Year ahead provides opportunity to improve ties, trade official says
Diplomatic tensions and rising costs mean that an increasing number of Japanese companies are moving to emerging markets elsewhere in the region, a leading Japanese trade official said.
But Shintaro Mine, president of the Japan External Trade Organization in Shanghai, said that the time is right for tensions to ease.
"I think the countries should take advantage of the 35th anniversary of the signing of the Treaty of Peace and Friendship between Japan and China as a window of opportunity to improve relations."
Mine oversees his country's largest government-led foreign trade and investment office outside Japan. A poll conducted by the organization in December suggested that China's attractiveness as a top investment destination was declining.
Of the 8,000 Japanese enterprises surveyed, all with a presence in the Asia-Pacific region, 52.3 percent believed that China would still be an important investment destination in two years. This figure was down from 66.8 percent at the end of 2011.
The fall marked the steepest single drop for a country, Mine said.

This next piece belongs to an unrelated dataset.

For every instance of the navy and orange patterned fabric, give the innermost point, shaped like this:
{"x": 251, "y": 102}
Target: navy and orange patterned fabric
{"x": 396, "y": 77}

"We noticed a surge in Japanese interest in emerging markets like Cambodia, Myanmar and Laos. There's already intense competition in countries such as Vietnam and Indonesia where Chinese companies have established a foothold," Mine said.
Concerns over China's rising costs have also come into play as higher wages and operating costs deter Japanese investors, he noted.
"Some Japanese firms lost the opportunity to bid for certain government procurement projects in China. These companies have a growing sense of uncertainty about carrying out business in China," he said.
Japan's automobile sector, tourism, agriculture and food exports are among the worst-hit industries since September, Mine noted. As a result, only a fraction of investment projects are being carried out as planned, while most operations have been halted or even completely stopped.